Harvard Researcher Amy Edmonson 1998 studied learning a new form of heart surgery. Which team would learn the fastest and most effectively? Five factors or signals rose to the top:Culture can be difficult to define because there isn’t one generally accepted definition or a one-size-fits-all approach to building and managing culture. When all these attributes, codes, and signals present themselves in a positive way, the culture will be positive and support the growth of team members, fostering high levels of engagement and successful collaboration. When these attributes, codes, and signals are negative, culture will turn toxic, team members will experience low morale, performance will suffer, and retention will drop. In a group setting, vulnerability is about sending a clear signal that you have weaknesses and you could use help. When this behaviour becomes a model for others, you can set the insecurities aside, start trusting each other, and get to work. But revealing these shortcomings and sharing these less-than-perfect moments with the group sends the signal that it’s not only okay to make mistakes but also unavoidable, so we should embrace and learn from them to move forward and closer to achieving our goals.

They created a high-purpose environment, flooded the zone with signals that linked the present effort to a meaningful future, and used a single story to orient motivation the way that a magnetic field orients a compass needle to true north: This is why we work. Here is where you should put your energy.” Pg. 187 There's a moment in class where the teacher says, 'I'm going to divide you into groups to work on this project.' For many of us, this is enough to make us break out into a sweat. But, why is this? Humans are social animals, and we're designed to interact with others, so why is group work, and working in teams, so difficult for so many of us?Purpose makes vulnerability and safety possible because it keeps employees united to not only work together toward a vision but also to support each other in the process. It greases the wheels of collaboration by keeping individuals motivated to work together for a positive outcome. Dare to Lead by Brené Brown is the bible for courage-building in the workspace.
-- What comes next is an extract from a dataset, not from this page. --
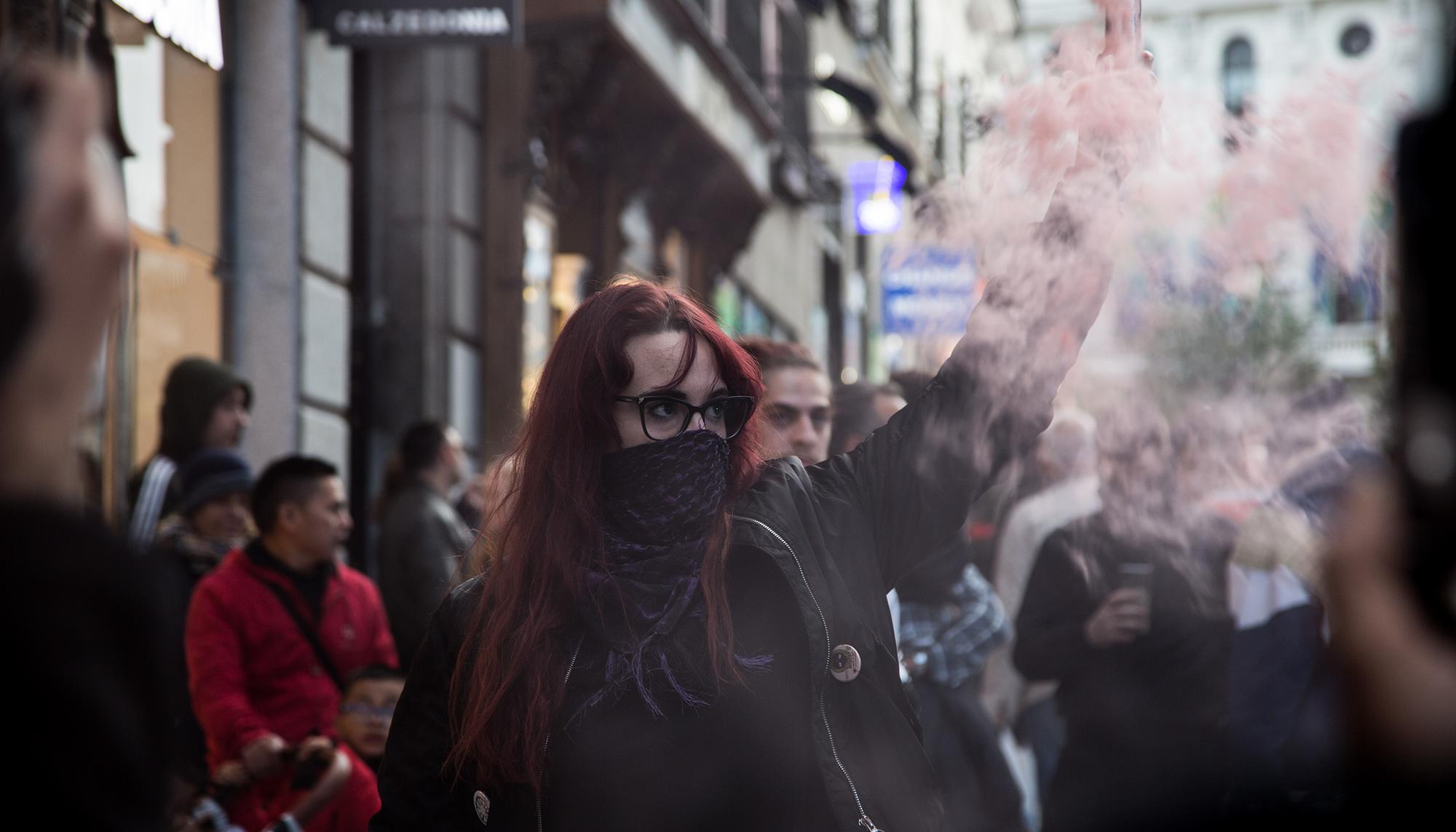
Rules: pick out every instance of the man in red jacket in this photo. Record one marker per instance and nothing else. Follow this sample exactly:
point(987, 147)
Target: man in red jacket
point(273, 633)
Leaders and teams alike face serious problems showing up vulnerable at work; instead, they sabotage themselves, killing innovation and creativity. This book is about owning your fears, choosing courage over comfort and whole hearts over armour, and building an organisational culture based on bravery & vulnerability. Creating a sense of purpose is extensive, collaborative, and organic. The process: to continually reflect together about what matters most, and then to translate that meaning into tangible signals. It’s got to be safe to talk,’ Cooper says. ‘Rank switched off, humility switched on. You’re looking for that moment where people can say, ‘I screwed that up.’ In fact, I’d say those might be the most important four words any leader can say: I screwed that up.’” Pg. 140-141 Behaviors– the observable actions that are deemed acceptable or encouraged within a group or organization (accountability, collaboration, respect, etc.).